Néron ne lui dit que ces mots: "Il est trop tard", et
ceux-ci: "Voilà donc la fidélité!". Il
mourut en les prononçant. Ses yeux étaient hors
de sa tête, et leur fixité saisissait d'horreur et
d'effroi tous les spectateurs. Il avait surtout
expressément recommandé à ses compagnons
qu'on n'abandonnât sa tête à personne, mais
qu'on le brûlât tout entier, de quelque
manière que ce fût.
LVII. Joie
universelle à la nouvelle de sa mort.
Il mourut dans la
trente-deuxième année de son âge, le
même jour où il avait fait périr Octavie.
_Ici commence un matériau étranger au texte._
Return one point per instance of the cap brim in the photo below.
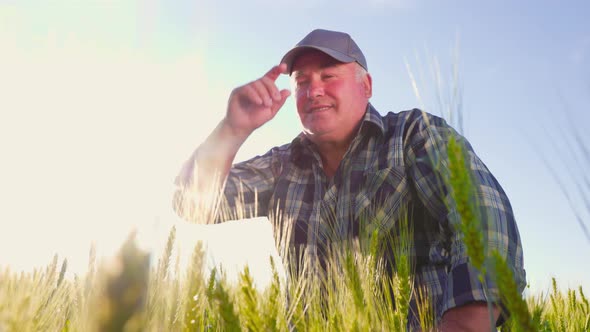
(289, 58)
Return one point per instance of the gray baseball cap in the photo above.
(338, 45)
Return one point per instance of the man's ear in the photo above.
(368, 83)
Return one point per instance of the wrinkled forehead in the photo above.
(312, 59)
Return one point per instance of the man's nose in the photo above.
(316, 89)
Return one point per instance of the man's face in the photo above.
(331, 97)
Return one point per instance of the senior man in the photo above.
(348, 158)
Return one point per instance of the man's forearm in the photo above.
(203, 174)
(471, 317)
(212, 159)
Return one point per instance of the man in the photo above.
(349, 158)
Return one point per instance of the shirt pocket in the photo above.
(381, 196)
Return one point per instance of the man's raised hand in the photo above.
(253, 104)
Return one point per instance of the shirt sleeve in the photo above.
(427, 162)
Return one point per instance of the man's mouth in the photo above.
(319, 108)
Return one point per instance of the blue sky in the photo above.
(103, 101)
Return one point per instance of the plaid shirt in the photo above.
(388, 164)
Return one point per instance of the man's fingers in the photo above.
(263, 92)
(253, 95)
(276, 71)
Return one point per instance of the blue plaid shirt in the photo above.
(390, 165)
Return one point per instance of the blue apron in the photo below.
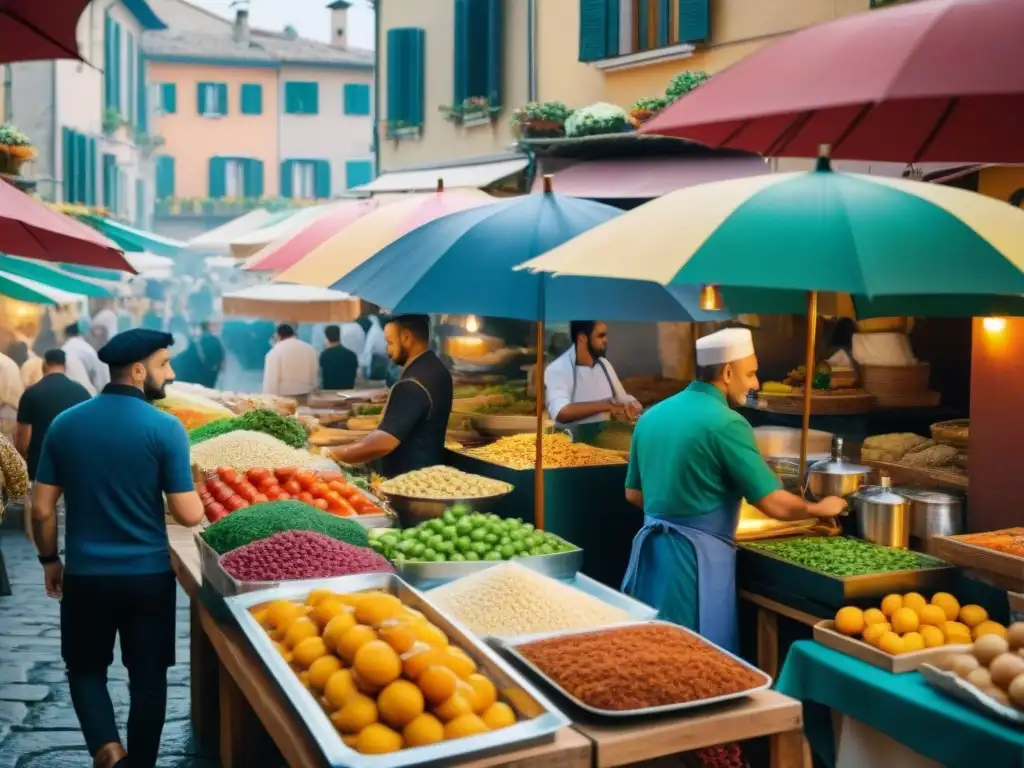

L'allégresse publique fut si grande que le peuple,
coiffé de bonnets de laine, courut çà et
là par toute la ville.
CODA
"Un pouvoir ne signale pas seulement sa fragilité quand il fait donner
ses nervis, depuis les préfets galonnés jusqu’aux troupiers bottés, mais
aussi quand il commence à avoir peur des signes. Or, on notera que les
points de fixation de cet acte 23 ont surtout à voir avec des signes :
des mots (le fameux slogan anti-flic), des images, ou plutôt non : la
simple possibilité d’images, accompagnée d’un doigt fourré. Plus
que tout, ce pouvoir, entouré de ses laquais, redoute, non plus
seulement d’être montré dans sa réalité, mais les atteintes symboliques
dont il devient l’objet : il s’est enflammé au moment des parodies de
guillotine, il s’enflamme quant sont décrochés les portraits du roitelet
en mairie, de simples mots le dégondent. Ecorché nu, tout oripeau de
légitimité envolé, la moindre atteinte de cette nature lui est
insupportable. Alors, dans une fureur aveugle, qui dit son état de nerf,
il poursuit tout ce qu’il peut poursuivre (et même ce qu’il ne peut
pas) – on annonce que la justice est lâchée contre ceux qui ont crié le
« suicidez-vous ». Evidemment ça n’est là qu’une course à l’abîme
puisque, ce faisant, il ne cesse d’approfondir les causes qui alimentent
son discrédit. Disons-le lui au cas où il ne le saurait pas : un
pouvoir dans un tel état de retranchement, un pouvoir à ce degré
d’écorchure symbolique, est un pouvoir perdu."